Thread: RE: SIGTERM -> elog(FATAL) -> proc_exit() is probably a bad idea

RE: SIGTERM -> elog(FATAL) -> proc_exit() is probably a bad idea

From
"Mikheev, Vadim"
Date:
> Because I think turning an elog(ERROR) into a system-wide crash is
> not a good idea ;-).  If you are correct that this behavior 
> is necessary for WAL-related critical sections, then indeed we need
> two kinds of critical sections, one that just holds off cancel/die
> response and one that turns elog(ERROR) into a dangerous weapon.
> I'm going to wait and see Vadim's response before I do anything ...

I've tried to move "dangerous" ops with non-zero probability of
elog(ERROR) (eg new file block allocation) out of crit sections.
Anyway we need in ERROR-->STOP for safety when changes aren't logged.

Vadim


Re: SIGTERM -> elog(FATAL) -> proc_exit() is probably a bad idea

From
Tom Lane
Date:
"Mikheev, Vadim" <vmikheev@SECTORBASE.COM> writes:
>> Because I think turning an elog(ERROR) into a system-wide crash is
>> not a good idea ;-).  If you are correct that this behavior 
>> is necessary for WAL-related critical sections, then indeed we need
>> two kinds of critical sections, one that just holds off cancel/die
>> response and one that turns elog(ERROR) into a dangerous weapon.
>> I'm going to wait and see Vadim's response before I do anything ...
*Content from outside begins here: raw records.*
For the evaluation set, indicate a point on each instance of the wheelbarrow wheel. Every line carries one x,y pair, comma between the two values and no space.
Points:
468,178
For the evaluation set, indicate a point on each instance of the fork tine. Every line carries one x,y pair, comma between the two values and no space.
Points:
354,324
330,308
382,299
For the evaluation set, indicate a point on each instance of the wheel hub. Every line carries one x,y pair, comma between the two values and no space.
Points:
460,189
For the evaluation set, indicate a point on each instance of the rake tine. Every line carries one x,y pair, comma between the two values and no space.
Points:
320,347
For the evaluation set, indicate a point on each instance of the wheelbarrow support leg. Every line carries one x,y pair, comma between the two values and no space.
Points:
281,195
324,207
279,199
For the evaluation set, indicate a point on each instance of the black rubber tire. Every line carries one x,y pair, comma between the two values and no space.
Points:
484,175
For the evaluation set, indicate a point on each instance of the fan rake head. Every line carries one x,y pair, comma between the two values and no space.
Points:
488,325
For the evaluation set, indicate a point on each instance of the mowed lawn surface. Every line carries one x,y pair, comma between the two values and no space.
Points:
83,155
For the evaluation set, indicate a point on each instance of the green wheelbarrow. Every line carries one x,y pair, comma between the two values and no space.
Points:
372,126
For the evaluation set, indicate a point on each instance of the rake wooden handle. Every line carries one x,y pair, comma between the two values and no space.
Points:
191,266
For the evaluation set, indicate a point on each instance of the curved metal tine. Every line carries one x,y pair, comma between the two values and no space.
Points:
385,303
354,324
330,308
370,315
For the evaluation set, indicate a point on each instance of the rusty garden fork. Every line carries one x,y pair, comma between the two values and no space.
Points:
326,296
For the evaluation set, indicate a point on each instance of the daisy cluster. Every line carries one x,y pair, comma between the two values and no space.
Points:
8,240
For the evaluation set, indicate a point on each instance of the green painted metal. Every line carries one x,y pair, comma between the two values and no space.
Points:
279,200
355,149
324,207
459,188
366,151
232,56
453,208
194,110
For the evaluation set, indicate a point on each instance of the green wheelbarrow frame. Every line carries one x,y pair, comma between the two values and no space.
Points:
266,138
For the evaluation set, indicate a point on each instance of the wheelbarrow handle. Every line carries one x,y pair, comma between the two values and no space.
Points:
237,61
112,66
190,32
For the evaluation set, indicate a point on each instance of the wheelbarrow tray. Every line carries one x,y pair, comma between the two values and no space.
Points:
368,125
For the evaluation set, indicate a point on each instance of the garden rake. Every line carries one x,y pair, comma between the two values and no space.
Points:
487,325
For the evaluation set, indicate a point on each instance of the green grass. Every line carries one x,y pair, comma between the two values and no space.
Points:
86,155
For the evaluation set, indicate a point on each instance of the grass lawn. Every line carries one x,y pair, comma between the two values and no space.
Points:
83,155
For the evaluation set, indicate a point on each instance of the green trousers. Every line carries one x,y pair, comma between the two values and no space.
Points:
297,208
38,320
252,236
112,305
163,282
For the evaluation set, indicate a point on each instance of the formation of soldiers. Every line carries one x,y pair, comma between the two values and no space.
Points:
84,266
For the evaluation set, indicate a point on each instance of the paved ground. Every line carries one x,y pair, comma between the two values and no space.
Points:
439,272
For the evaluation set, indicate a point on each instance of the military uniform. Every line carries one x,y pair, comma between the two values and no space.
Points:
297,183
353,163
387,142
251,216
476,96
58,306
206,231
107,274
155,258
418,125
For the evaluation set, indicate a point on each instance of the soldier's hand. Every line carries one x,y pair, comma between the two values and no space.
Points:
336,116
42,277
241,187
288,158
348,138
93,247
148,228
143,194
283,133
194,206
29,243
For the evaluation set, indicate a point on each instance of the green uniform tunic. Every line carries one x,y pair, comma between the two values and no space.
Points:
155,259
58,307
> I've tried to move "dangerous" ops with non-zero probability of
> elog(ERROR) (eg new file block allocation) out of crit sections.
> Anyway we need in ERROR-->STOP for safety when changes aren't logged.

Why is that safer than just treating an ERROR as an ERROR?  It seems to
me there's a real risk of a crash/restart loop if we force a restart
whenever we see an xlog-related problem.